Mainstream Reporters Express Criticisms
Steele has company among working reporters in questioning the Heartland/Miller letters.
Jeremy Manier, a Tribune science and medical reporter who received the early November mailing, said in an e-mail that he was most troubled by the Heartland public relations staffer’s comment that “If it came from just ourselves, it would look like an advertisement and just get lost.”
“I think it can be a problem when a journalist lends his name and credibility to an outside group for that purpose,” Manier wrote.
“The whole pitch was quite odd, weighting the two [films] as being somehow equal,” Detroit Free Press environmental reporter Tina Lam said in a phone interview.
“Just the idea of a business editor sending this out to other newspaper people is so strange. It’s pretty obvious that Miller has a point of view, and to somehow think reporters could be persuaded …. Dan Miller is obviously on one side of this issue.”
Lam said she had been familiar with the British “Swindle” film and that she had found it widely criticized by responsible scientific interests.
Lam said she was frustrated that Miller’s letter contained no return address or contact information, although the mailing envelopes did contain his Sun-Times address. She said she would have considered returning the DVDs, acceptance of which she feared might violate Free Press rules against reporters accepting gifts.
“For me to keep those could violate my paper’s ethics policy,” said Lam, who also teaches press law and ethics at the University of Michigan-Dearborn.
Andy Revkin, who covers climate extensively for The New York Times was one of several Times reporters to get the Heartland/Miller mailing.
“It did not raise my respect for the source (who I don’t know),” Revkin said in response to an e-mail question. “If it was someone doing a story on contrarians and asking for reactions, that’s legitimate. But this was clearly framed as an advocacy ‘pitch’ akin to what I get from Edelman [public relations firm] or the like. That is not the role of any journalist, unless it’s someone writing in a column on an opinion page.”
St.
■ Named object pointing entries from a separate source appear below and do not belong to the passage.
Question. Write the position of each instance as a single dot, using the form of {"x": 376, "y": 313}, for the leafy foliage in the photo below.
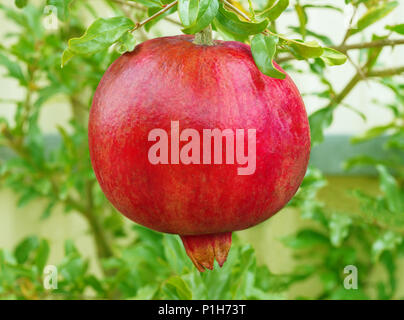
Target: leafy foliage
{"x": 136, "y": 263}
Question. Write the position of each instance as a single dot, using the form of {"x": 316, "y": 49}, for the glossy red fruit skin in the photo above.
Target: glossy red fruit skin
{"x": 202, "y": 87}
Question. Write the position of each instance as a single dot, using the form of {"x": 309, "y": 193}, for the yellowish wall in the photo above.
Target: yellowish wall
{"x": 16, "y": 223}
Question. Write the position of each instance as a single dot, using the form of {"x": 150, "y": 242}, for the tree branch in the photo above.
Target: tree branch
{"x": 386, "y": 72}
{"x": 346, "y": 47}
{"x": 142, "y": 8}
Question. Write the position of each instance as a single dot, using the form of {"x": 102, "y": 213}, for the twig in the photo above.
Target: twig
{"x": 371, "y": 44}
{"x": 386, "y": 72}
{"x": 346, "y": 47}
{"x": 348, "y": 32}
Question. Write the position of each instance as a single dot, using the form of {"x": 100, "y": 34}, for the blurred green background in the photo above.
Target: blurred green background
{"x": 349, "y": 210}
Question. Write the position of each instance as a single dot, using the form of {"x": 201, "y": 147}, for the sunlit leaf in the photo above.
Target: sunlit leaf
{"x": 101, "y": 34}
{"x": 206, "y": 13}
{"x": 276, "y": 10}
{"x": 263, "y": 50}
{"x": 231, "y": 23}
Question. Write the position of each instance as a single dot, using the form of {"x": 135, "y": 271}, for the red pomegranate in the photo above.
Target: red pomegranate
{"x": 174, "y": 86}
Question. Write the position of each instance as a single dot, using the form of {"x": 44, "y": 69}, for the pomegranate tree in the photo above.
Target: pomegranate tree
{"x": 174, "y": 84}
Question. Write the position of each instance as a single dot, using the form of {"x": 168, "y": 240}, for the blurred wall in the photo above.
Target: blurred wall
{"x": 17, "y": 223}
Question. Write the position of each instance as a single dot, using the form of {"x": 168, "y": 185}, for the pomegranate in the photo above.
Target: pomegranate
{"x": 175, "y": 86}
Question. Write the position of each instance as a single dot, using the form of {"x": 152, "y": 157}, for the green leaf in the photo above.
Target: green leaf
{"x": 304, "y": 50}
{"x": 188, "y": 11}
{"x": 389, "y": 185}
{"x": 62, "y": 7}
{"x": 232, "y": 24}
{"x": 398, "y": 28}
{"x": 14, "y": 69}
{"x": 146, "y": 292}
{"x": 126, "y": 43}
{"x": 149, "y": 3}
{"x": 207, "y": 11}
{"x": 263, "y": 50}
{"x": 373, "y": 15}
{"x": 333, "y": 57}
{"x": 24, "y": 248}
{"x": 339, "y": 228}
{"x": 326, "y": 40}
{"x": 387, "y": 242}
{"x": 100, "y": 35}
{"x": 276, "y": 10}
{"x": 305, "y": 239}
{"x": 21, "y": 3}
{"x": 42, "y": 255}
{"x": 302, "y": 16}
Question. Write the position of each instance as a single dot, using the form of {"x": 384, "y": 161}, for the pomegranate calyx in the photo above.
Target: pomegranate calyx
{"x": 204, "y": 249}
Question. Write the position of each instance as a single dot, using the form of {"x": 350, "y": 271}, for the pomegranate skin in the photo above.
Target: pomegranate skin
{"x": 203, "y": 87}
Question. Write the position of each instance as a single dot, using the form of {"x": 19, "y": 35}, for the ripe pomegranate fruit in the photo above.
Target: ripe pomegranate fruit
{"x": 173, "y": 80}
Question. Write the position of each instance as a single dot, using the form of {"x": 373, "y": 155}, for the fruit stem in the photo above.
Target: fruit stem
{"x": 205, "y": 249}
{"x": 204, "y": 37}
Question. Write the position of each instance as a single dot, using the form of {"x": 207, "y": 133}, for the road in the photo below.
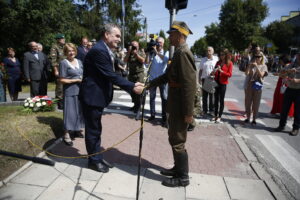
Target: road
{"x": 279, "y": 153}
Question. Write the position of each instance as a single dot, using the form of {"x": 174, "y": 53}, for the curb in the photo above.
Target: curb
{"x": 257, "y": 168}
{"x": 28, "y": 164}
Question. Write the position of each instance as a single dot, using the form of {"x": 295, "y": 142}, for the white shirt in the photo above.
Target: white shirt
{"x": 207, "y": 66}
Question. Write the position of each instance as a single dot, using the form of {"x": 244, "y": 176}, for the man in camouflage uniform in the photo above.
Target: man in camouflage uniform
{"x": 181, "y": 77}
{"x": 57, "y": 55}
{"x": 197, "y": 108}
{"x": 135, "y": 59}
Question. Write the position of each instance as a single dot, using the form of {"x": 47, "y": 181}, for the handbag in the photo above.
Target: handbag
{"x": 257, "y": 85}
{"x": 209, "y": 85}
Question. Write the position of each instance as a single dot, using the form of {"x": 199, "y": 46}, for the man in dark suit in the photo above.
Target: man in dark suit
{"x": 36, "y": 68}
{"x": 82, "y": 49}
{"x": 97, "y": 91}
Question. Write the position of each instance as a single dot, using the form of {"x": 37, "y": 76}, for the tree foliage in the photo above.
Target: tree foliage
{"x": 281, "y": 34}
{"x": 22, "y": 21}
{"x": 240, "y": 21}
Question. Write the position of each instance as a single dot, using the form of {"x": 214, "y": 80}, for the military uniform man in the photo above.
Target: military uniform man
{"x": 57, "y": 55}
{"x": 135, "y": 60}
{"x": 181, "y": 77}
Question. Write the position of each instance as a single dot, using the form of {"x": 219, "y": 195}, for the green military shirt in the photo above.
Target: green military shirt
{"x": 56, "y": 54}
{"x": 181, "y": 76}
{"x": 134, "y": 65}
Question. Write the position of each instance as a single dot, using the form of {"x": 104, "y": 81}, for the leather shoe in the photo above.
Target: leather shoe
{"x": 294, "y": 132}
{"x": 191, "y": 127}
{"x": 168, "y": 172}
{"x": 279, "y": 129}
{"x": 107, "y": 163}
{"x": 98, "y": 167}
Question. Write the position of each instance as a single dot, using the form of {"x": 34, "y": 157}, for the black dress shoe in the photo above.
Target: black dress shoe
{"x": 168, "y": 172}
{"x": 294, "y": 132}
{"x": 279, "y": 129}
{"x": 98, "y": 167}
{"x": 191, "y": 127}
{"x": 107, "y": 163}
{"x": 176, "y": 182}
{"x": 151, "y": 118}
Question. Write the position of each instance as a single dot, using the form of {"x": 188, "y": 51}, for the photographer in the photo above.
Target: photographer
{"x": 158, "y": 59}
{"x": 135, "y": 60}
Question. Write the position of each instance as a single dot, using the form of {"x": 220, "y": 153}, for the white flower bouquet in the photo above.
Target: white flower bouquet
{"x": 39, "y": 104}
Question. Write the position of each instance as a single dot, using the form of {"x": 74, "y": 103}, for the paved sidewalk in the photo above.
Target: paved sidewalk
{"x": 218, "y": 168}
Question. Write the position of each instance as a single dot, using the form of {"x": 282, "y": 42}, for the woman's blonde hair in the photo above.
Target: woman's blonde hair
{"x": 69, "y": 46}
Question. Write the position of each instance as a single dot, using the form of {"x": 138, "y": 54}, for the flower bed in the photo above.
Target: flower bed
{"x": 39, "y": 104}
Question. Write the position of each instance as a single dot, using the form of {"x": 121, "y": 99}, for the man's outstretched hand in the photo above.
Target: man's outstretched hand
{"x": 138, "y": 88}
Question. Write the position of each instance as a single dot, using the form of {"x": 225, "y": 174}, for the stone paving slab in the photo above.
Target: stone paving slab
{"x": 66, "y": 188}
{"x": 120, "y": 181}
{"x": 152, "y": 188}
{"x": 247, "y": 189}
{"x": 15, "y": 191}
{"x": 39, "y": 175}
{"x": 206, "y": 187}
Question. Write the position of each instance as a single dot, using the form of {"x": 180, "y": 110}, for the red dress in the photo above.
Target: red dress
{"x": 278, "y": 100}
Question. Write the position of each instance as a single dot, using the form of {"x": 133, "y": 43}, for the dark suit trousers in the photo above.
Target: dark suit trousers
{"x": 38, "y": 88}
{"x": 93, "y": 129}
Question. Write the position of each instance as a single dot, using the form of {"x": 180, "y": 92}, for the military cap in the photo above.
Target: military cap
{"x": 59, "y": 36}
{"x": 181, "y": 27}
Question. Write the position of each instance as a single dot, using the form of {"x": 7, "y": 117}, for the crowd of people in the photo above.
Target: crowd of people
{"x": 85, "y": 77}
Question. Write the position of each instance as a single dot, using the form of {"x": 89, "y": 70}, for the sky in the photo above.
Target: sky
{"x": 201, "y": 13}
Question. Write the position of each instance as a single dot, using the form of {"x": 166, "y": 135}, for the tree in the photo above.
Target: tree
{"x": 281, "y": 34}
{"x": 240, "y": 21}
{"x": 199, "y": 47}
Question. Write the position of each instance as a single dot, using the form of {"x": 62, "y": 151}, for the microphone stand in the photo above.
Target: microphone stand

Petersburg Times environmental reporter Craig Pittman wrote in his blog of Miller’s using “smoke and mirrors to question global warming” by providing content “dictated by a right-wing group called the Heartland Institute that has relentlessly questioned the existence of global warming.”
Pittman too was critical of the “Swindle” film, writing that it “has been promoted by oil companies and debunked by scientists.”
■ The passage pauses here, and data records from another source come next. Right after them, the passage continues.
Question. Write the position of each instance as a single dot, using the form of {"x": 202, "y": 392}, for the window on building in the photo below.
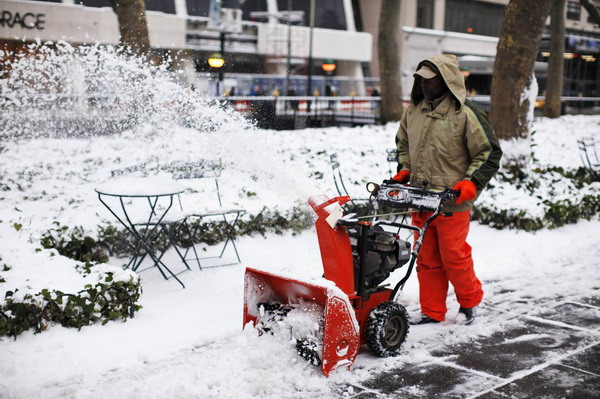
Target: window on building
{"x": 166, "y": 6}
{"x": 93, "y": 3}
{"x": 425, "y": 14}
{"x": 248, "y": 6}
{"x": 328, "y": 14}
{"x": 198, "y": 8}
{"x": 469, "y": 16}
{"x": 573, "y": 10}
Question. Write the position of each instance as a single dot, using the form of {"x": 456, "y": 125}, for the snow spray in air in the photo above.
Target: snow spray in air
{"x": 57, "y": 90}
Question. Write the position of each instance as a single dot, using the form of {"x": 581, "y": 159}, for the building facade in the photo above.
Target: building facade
{"x": 273, "y": 38}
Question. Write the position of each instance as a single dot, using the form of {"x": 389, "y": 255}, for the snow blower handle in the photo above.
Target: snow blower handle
{"x": 319, "y": 202}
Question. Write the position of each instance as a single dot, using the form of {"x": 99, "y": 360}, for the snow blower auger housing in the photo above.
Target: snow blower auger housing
{"x": 353, "y": 305}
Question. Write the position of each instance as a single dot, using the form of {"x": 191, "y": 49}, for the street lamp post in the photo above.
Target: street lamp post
{"x": 216, "y": 62}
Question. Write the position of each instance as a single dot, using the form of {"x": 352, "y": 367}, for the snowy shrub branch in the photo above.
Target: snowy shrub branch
{"x": 114, "y": 297}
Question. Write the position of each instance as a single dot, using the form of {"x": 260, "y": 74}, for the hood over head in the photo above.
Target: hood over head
{"x": 445, "y": 66}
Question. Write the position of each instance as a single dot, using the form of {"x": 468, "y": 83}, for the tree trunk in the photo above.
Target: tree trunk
{"x": 389, "y": 61}
{"x": 556, "y": 62}
{"x": 133, "y": 28}
{"x": 513, "y": 69}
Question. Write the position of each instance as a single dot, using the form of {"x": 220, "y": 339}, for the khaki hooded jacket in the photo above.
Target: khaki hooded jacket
{"x": 453, "y": 141}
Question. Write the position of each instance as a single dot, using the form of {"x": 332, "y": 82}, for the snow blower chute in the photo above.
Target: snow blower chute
{"x": 351, "y": 305}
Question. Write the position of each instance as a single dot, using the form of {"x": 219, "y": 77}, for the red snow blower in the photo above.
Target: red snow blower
{"x": 330, "y": 319}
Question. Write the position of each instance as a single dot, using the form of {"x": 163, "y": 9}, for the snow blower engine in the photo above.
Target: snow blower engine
{"x": 329, "y": 319}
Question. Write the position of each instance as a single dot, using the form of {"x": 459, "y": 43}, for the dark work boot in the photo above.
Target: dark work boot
{"x": 466, "y": 316}
{"x": 424, "y": 319}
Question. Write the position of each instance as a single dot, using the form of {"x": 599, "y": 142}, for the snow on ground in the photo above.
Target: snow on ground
{"x": 189, "y": 343}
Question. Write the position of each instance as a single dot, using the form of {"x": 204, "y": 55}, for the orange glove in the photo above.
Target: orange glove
{"x": 467, "y": 191}
{"x": 402, "y": 176}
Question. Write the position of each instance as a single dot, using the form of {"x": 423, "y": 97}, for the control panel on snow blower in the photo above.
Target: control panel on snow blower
{"x": 400, "y": 196}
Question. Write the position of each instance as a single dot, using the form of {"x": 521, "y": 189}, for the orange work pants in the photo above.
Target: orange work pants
{"x": 445, "y": 257}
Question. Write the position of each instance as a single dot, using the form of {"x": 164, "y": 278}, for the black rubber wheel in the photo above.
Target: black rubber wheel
{"x": 387, "y": 328}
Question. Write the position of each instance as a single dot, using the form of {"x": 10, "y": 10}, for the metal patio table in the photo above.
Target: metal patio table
{"x": 141, "y": 205}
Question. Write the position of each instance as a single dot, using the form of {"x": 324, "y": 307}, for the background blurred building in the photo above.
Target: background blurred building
{"x": 268, "y": 49}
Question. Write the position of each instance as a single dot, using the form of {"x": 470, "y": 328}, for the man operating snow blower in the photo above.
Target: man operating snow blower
{"x": 444, "y": 140}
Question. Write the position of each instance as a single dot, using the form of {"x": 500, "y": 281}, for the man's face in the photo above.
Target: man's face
{"x": 433, "y": 88}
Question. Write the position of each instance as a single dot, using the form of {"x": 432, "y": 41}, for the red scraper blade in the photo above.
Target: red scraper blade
{"x": 341, "y": 334}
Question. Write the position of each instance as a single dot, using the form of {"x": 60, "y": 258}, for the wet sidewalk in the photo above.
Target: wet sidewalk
{"x": 553, "y": 352}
Pittman and the Chronicle‘s Berger, in their blogs, both speculated that such a letter-writing effort could lead to a newspaper’s taking disciplinary actions.
Berger concluded his blog by writing, “Oh, and I already have an open mind about global warming, think you very much. I’d love nothing more than for the whole thing to be proven a pile of rubbish. Now that would make for a great story.”